43.7. Au cas où un siège est vacant dans une autre commission que la commission de suivi, il peut être occupé à titre provisoire par un représentant ou un suppléant de la délégation nationale à laquelle ce siège est attribué, désigné par le président de cette délégation.»

ii. remplacer l’article 47.6 comme suit:

«Les réunions du Comité mixte, de la commission du Règlement et des immunités [..] et de la commission de suivi ne sont pas ouvertes aux membres des délégations d’observateurs et d’invités spéciaux.

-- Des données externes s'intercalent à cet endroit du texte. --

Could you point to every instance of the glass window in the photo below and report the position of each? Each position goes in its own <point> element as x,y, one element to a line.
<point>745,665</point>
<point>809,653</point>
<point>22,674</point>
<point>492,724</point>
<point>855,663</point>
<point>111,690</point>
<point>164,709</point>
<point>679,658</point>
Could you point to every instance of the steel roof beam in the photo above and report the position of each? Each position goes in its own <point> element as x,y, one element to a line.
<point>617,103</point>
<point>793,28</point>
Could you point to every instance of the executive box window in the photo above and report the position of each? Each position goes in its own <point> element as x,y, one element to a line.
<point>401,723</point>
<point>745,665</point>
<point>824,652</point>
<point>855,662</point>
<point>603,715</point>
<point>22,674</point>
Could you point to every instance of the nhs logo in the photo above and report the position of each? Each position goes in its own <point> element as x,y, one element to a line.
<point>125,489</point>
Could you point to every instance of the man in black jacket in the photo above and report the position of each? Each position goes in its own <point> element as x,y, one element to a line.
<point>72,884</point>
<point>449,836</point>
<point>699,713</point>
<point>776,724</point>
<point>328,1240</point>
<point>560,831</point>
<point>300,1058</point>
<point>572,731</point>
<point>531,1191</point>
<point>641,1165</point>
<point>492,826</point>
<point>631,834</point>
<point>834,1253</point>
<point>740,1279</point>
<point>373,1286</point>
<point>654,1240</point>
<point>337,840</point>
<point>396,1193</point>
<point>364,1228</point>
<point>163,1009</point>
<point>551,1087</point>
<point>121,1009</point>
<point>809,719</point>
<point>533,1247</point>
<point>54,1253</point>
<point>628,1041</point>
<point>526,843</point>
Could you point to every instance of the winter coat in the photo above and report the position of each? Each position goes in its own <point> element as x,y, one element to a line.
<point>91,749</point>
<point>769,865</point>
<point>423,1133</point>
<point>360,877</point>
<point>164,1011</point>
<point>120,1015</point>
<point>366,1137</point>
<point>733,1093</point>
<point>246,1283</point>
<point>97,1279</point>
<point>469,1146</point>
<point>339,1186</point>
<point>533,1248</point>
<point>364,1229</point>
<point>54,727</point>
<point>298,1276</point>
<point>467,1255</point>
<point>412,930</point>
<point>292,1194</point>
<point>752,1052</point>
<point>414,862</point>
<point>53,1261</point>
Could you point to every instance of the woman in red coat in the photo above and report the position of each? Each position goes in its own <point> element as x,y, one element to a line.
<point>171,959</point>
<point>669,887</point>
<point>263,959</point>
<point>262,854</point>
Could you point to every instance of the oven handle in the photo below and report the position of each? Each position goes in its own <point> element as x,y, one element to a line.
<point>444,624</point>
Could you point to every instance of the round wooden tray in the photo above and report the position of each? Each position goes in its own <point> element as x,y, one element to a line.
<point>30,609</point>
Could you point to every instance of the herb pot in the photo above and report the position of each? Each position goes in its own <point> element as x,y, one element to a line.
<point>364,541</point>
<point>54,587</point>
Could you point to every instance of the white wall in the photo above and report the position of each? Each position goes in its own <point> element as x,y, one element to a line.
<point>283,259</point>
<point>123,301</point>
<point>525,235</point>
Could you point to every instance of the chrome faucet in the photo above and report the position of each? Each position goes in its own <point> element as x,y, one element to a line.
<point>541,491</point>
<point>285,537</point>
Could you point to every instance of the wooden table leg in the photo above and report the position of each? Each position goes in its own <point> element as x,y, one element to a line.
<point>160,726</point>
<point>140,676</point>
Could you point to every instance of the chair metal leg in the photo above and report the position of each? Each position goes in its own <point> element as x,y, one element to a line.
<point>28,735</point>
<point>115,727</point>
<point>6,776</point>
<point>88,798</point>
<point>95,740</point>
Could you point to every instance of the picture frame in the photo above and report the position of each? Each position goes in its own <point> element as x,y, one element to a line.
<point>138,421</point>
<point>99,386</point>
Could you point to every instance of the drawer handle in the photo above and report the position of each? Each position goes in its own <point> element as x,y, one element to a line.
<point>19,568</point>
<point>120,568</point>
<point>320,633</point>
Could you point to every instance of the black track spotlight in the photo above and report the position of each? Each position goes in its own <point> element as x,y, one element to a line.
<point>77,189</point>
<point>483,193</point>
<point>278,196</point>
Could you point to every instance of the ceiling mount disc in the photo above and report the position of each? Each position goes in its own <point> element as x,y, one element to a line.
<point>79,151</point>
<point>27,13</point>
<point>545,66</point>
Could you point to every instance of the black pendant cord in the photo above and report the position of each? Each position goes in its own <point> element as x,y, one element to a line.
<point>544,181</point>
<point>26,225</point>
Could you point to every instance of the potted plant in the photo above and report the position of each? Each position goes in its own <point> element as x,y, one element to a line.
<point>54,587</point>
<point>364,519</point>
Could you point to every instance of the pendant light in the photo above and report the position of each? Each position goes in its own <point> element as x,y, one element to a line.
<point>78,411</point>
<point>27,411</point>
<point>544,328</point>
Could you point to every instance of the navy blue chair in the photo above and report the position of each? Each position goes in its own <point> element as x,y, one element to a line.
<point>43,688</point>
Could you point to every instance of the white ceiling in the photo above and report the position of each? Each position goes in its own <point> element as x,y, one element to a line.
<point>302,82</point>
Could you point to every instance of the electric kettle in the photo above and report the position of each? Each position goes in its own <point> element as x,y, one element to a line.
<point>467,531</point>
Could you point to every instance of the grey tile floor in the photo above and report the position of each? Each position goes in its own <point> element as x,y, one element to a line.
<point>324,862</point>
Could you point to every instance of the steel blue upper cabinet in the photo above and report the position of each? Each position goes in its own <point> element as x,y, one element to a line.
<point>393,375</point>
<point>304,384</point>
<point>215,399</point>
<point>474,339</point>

Ces délégations ne peuvent pas non plus assister aux réunions de la commission des questions économiques et du développement, ou d’une de ses sous-commissions, lorsque celles-ci examinent les questions budgétaires et administratives du Conseil de l'Europe, ou lorsqu’elles discutent des pouvoirs de l’Assemblée par rapport au budget du Conseil.»

iii. remplacer l’article 48.3 comme suit:

«Le nombre de sous-commissions permanentes émanant d’une même commission ne doit pas dépasser trois pour les commissions de soixante-seize sièges et deux pour celles de quarante-six sièges, sauf autorisation du Bureau de l’Assemblée décidant à la majorité des deux tiersNote.

Pour les commissions prévues à l'article 43.1, points 6 et 7, le Bureau de l'Assemblée décide à la majorité».

8. Cette résolution entre en vigueur à l'ouverture de la première partie de la session de 2001 de l'Assemblée (le 22 janvier 2001).